# Truma Combi Fault Codes?



## gaspode (May 9, 2005)

Hi

Just returned from a shake-down trip on the new Rapido and experienced a strange incident with the combi boiler...............

The boiler had been in use for hot water only (electric) and was switched off after washing up. Later in the evening I went to switch it to heating, just to take the late night chill off - and the whole thing was dead - not a sausage. 8O 

Tried the boiler fuse in the main panel - OK, so had to remove the electric panel on the side of the heater unit (not an easy job, it's buried under the seating and kitchen units). When the cover was removed there was a red LED flashing a code of short and long bursts - clearly a fault code. I removed the 12v fuse on the panel and tested - OK. Replaced fuse and the LED flashing stopped and just like magic all returned to normal operation. It's worked faultlessly since. :? 

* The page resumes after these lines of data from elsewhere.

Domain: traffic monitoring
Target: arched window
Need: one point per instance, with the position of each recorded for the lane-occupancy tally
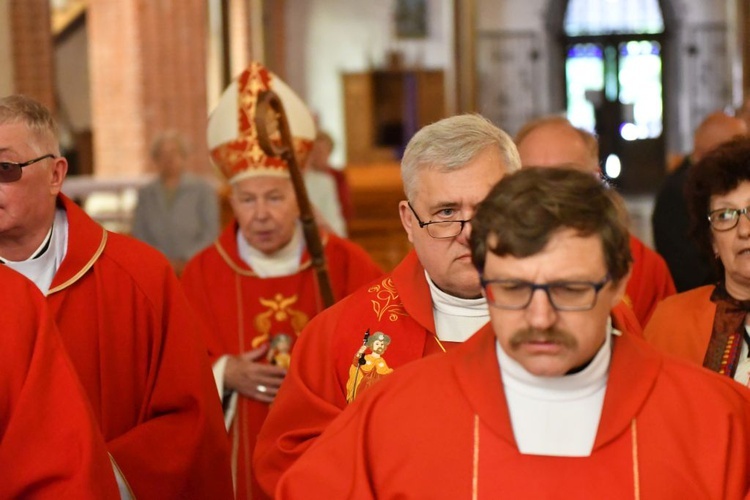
(613, 76)
(599, 17)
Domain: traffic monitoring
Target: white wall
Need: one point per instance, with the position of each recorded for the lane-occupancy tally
(326, 38)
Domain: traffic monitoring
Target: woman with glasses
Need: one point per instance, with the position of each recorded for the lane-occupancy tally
(709, 325)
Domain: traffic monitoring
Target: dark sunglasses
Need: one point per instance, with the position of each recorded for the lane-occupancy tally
(11, 172)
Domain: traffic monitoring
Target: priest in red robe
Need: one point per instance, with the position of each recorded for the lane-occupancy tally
(543, 402)
(124, 320)
(50, 443)
(429, 304)
(553, 142)
(256, 287)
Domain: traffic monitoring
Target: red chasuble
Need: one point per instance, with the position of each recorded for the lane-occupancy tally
(315, 391)
(440, 428)
(650, 281)
(135, 343)
(244, 312)
(50, 444)
(682, 325)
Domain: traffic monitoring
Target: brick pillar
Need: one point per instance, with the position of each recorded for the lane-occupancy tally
(31, 42)
(148, 73)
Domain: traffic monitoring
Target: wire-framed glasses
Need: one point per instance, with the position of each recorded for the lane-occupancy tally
(441, 229)
(563, 295)
(11, 171)
(725, 219)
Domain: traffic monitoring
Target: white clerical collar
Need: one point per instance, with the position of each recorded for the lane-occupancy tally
(556, 416)
(45, 260)
(456, 319)
(283, 262)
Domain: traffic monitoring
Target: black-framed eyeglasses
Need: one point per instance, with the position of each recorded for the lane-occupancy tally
(441, 229)
(725, 219)
(563, 295)
(11, 172)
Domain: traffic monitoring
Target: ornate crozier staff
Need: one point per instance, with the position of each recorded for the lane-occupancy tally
(276, 140)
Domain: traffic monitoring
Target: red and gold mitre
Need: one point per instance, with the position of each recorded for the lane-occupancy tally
(233, 135)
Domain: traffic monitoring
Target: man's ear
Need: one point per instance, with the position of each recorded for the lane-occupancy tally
(58, 172)
(407, 219)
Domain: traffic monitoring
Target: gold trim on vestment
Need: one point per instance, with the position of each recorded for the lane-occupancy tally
(122, 476)
(475, 464)
(85, 268)
(439, 343)
(636, 474)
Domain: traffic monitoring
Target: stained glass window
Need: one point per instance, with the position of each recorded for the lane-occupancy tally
(598, 17)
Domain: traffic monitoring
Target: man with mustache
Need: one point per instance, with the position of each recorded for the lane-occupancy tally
(549, 400)
(429, 304)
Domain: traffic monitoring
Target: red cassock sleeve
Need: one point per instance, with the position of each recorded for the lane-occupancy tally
(650, 281)
(318, 399)
(179, 446)
(50, 444)
(139, 353)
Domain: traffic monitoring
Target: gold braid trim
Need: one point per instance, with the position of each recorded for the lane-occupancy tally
(85, 268)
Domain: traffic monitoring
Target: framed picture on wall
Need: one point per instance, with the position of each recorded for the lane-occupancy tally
(411, 18)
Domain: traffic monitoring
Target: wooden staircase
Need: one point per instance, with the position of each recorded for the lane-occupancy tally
(376, 191)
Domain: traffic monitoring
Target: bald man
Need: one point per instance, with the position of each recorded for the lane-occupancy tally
(554, 142)
(670, 220)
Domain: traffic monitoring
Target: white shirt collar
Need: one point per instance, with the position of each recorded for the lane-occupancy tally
(42, 268)
(456, 319)
(283, 262)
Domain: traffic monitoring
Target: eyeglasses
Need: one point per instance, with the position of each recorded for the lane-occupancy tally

So does anyone know the codes for the flashing LED? I'd like to know what fault caused the panel to trip so I can understand why it happened and take appropriate steps to avoid it happening again.


----------



## spykal (May 9, 2005)

Hi Ken

I knew that I had seen a reference to the flashing codes but when you asked me yesterday I could not remember where ...I think I have found them now ....try these two links for the PDFs. The flashes are supposed to be like morse code ...long and short flashes ...did you make a note of what yours did before you fixed it?

Blinkcodeliste 1 <<

Blinkcodeliste 2 <<

Mike

P.S. it was using the German "blinkcodelist" that helped me find them ...I do like those compund German words made up of several short ones... so very efficient !!


----------



## inkey-2008 (May 24, 2008)

I help a lady down in Spain a couple of winters ago with a similar fault. I rang Truma with the serial numbers etc.
It turn out it was a faulty circuit board which they replaced, it was a known fault.

Andy


----------



## gaspode (May 9, 2005)

Thanks guys

I've seen those "blinkcodelists" Mike but either they don't list the fault code I was receiving or I'm interpreting it incorrectly. The code I interpreted as:

Red LED
Short blink
Short blink
Long blink
Pause
Repeat from top.

Anyone got any ideas?


----------



## WildThingsKev (Dec 29, 2009)

Well I hate to bear bad news but "short short long" is morse for U and in the International Code of Signals mean "You are running into Danger"!


----------



## gaspode (May 9, 2005)

:lol: :lol: :lol: 

Just about sums up my experiences with Rapido so far Kev.

Looks as if I'll be phoning Truma tomorrow doesn't it? :roll:


----------